Accoville is an unincorporated community and census-designated place (CDP) in Logan County, West Virginia, United States. The community lies along Buffalo Creek. As of the 2020 United States census, its population was 599 (up from 574 at the 2010 census).

==Geography==
Accoville is in southeastern Logan County, in the valley of Buffalo Creek, and extending to the east up its Right Fork. It is bordered by Amherstdale to the northeast (up Buffalo Creek) and by Kistler to the southwest (down the creek).
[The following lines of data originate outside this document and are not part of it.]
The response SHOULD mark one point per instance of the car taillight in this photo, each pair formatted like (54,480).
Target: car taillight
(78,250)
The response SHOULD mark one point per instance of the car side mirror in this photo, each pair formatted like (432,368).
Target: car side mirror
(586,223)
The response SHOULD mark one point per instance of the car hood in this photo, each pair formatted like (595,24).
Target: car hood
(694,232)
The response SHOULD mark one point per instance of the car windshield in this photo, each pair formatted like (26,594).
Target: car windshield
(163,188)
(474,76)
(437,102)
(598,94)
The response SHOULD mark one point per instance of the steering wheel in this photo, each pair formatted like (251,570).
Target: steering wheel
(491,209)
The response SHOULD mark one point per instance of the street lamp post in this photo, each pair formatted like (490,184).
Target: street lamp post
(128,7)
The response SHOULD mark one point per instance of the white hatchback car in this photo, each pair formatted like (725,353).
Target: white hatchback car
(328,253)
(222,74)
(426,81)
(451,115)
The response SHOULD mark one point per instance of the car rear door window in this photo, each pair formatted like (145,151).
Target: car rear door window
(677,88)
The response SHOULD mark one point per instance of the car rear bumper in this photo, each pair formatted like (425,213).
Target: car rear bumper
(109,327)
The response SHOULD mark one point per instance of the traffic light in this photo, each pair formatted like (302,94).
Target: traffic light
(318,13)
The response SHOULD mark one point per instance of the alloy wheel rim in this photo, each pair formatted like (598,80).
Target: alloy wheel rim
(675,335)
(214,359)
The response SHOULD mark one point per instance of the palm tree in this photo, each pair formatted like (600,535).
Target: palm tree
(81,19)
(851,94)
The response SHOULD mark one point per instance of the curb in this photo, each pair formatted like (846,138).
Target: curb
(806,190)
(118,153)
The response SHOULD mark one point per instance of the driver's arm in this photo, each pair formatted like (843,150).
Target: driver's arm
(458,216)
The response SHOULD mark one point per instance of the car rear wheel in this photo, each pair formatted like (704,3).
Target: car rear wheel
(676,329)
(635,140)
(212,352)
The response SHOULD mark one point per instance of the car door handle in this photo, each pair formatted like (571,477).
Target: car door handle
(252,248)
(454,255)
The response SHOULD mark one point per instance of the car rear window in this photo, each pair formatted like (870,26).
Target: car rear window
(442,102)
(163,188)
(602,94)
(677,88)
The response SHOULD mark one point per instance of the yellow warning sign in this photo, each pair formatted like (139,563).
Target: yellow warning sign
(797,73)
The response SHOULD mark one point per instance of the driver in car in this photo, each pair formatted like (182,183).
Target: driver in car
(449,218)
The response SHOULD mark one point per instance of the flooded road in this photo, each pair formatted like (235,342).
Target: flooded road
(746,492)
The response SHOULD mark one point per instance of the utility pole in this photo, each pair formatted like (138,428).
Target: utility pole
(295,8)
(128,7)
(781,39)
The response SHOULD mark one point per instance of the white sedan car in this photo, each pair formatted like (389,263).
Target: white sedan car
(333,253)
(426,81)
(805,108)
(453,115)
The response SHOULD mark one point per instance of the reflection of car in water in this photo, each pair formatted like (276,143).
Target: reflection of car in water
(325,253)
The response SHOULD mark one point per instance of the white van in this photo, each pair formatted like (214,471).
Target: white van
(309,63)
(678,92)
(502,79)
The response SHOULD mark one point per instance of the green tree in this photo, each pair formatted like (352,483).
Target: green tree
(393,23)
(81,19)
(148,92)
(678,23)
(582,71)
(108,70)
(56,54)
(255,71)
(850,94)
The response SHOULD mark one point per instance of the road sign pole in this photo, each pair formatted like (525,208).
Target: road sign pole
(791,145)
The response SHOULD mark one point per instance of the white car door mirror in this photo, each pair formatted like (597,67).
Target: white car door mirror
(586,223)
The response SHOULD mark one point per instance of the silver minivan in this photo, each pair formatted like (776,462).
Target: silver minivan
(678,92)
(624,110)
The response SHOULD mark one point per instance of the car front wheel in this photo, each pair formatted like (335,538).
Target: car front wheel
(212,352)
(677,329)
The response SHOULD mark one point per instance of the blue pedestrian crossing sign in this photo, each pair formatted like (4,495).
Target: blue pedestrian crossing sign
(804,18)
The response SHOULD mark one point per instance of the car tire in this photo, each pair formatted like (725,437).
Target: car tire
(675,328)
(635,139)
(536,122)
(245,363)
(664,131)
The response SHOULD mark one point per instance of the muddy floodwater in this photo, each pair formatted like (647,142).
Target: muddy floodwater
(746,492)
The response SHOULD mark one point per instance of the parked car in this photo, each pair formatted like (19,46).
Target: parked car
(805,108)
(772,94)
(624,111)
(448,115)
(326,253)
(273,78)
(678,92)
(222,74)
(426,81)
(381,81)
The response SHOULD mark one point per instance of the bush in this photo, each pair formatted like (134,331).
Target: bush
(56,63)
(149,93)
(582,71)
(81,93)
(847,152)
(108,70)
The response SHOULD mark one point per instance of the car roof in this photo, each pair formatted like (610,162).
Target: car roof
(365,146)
Logan, the county seat, is 16 mi to the northwest, down Buffalo Creek and then the Guyandotte River.

According to the U.S. Census Bureau, the Accoville CDP has a total area of 8.4 sqkm, of which 0.02 sqkm, or 0.21%, are water.

==History==
Accoville derived its name from the local Amherst Coal Company (ACCO).

Accoville was in the path of the Buffalo Creek flood in 1972. The devastating man made disaster was caused by a Coal Mine dam failure located by a hillside.

Accoville's Don Israel Bragg, 33, was killed in the 2006 Aracoma Alma Mine disaster in Melville, along with Ellery Hatfield, 47, of Simon.

==Notable people==
Accoville is the birthplace of Ted Belcher, a U.S. Army soldier and recipient of the U.S. military's highest decoration, the Medal of Honor, for his actions in the Vietnam War.